FBI raids home of Madigan confidant in third search surrounding the speaker

FBI raids home of Madigan confidant in third search surrounding the speaker

Do federal authorities have their sights set on the longest-serving state legislative leader in American history?

Federal agents in mid-May raided the Western Illinois home of one of House Speaker Mike Madigan’s closest allies, former state lawmaker and lobbyist Mike McClain.

The FBI is spending a lot of time checking out members of Madigan’s inner circle.

According to the Chicago Tribune, authorities knocked on McClain’s door around the same time they executed search warrants at the homes of two other close Madigan allies: former Chicago Ald. Michael Zalewski and former Madigan political lieutenant Kevin Quinn.

In obtaining a search warrant, law enforcement agents would have had to convince a judge of probable cause of a crime, and that evidence of a crime existed in each home.

More than any other political figure, McClain is known to have Madigan’s ear, often dining and traveling with the speaker.
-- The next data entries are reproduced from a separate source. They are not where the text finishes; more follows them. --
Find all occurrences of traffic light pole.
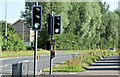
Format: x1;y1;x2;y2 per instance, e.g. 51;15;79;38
34;1;38;77
50;12;53;75
50;35;53;75
34;31;37;77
He served as assistant minority leader under Madigan from 1981 to 1983 and was formerly a Springfield lobbyist for some of the state’s most powerful interest groups, including Commonwealth Edison.

McClain retired from lobbying in 2016. “I feel like I’m very close to [Madigan] and I love him like a brother, and I’m loyal to him,” McClain told the State Journal-Register at the time. He originally planned to retire in 2015, but efforts to extend subsidies to two nuclear power plants in Illinois owned by Exelon kept him in Springfield. McClain was a longtime lobbyist for ComEd, Exelon’s parent company.

“[W]e had the Exelon bill come up, and my friend Mike Madigan was facing some tough times, and so [the retirement] kind of got put on hold,” McClain told the Quincy Herald-Whig.

McClain helped pass the Exelon deal, which raised rates on ComEd customers by between 25 cents and $4.54 a month. One Democratic state representative at the time joked that energy industry lobbyists “probably made a lot of money this last year or two,” according to the Chicago Tribune.

Meanwhile, the Better Government Association and WBEZ reported the Zalewski raid was part of a probe into “efforts to get work for Zalewski” at ComEd, as well as “interactions” between Zalewski, Madigan and McClain. Authorities also subpoenaed records from ComEd related to their Statehouse lobbying activity, according to BGA and WBEZ.

Zalewski served as an alderman for 20 years in Chicago’s 23rd Ward, which overlaps with Madigan’s 22nd House District on Chicago’s Southwest Side. That district has re-elected Madigan to the House every two years since 1970. Also in Madigan’s district is 13th Ward Ald. Marty Quinn, whose brother Kevin saw his home searched by federal authorities in May.

Kevin was ousted from Madigan’s political operation in 2018 after a campaign worker accused him of sexual harassment. He was also deposed as part of a lawsuit alleging Madigan recruited two “sham candidates” to siphon Hispanic votes away from the speaker’s 2016 Democratic primary challenger, Jason Gonzales. In that deposition, Quinn admitted to attempting to recruit one of those candidates.

What will come of the raids on McClain, Zalewski and Quinn is still unclear.

“The governor has said previously there is an ongoing investigation and we need to see how that plays out,” Gov. J.B. Pritzker’s administration told political blog Capitol Fax in response to news of the raids. As of April, the governor himself was the subject of an active federal investigation into property tax appeals on his Gold Coast mansion, according to WBEZ.

So far, Madigan has not been charged with any wrongdoing. But his power is clear, and unrivaled.

He is the longest-serving legislative leader in U.S. history, holding the speaker’s gavel for all but two years since 1983. He has wielded the most undemocratic House rules in the nation to single-handedly kill popular legislation, and is the only legislative leader in any state to also serve as chairman of his party organization. He has drawn the state’s gerrymandered political maps for three of the past four decades. And he has long been criticized for his highly lucrative side-job as the owner of property tax appeals firm Madigan & Getzendanner.

Still, his grip on the state has never appeared more tenuous.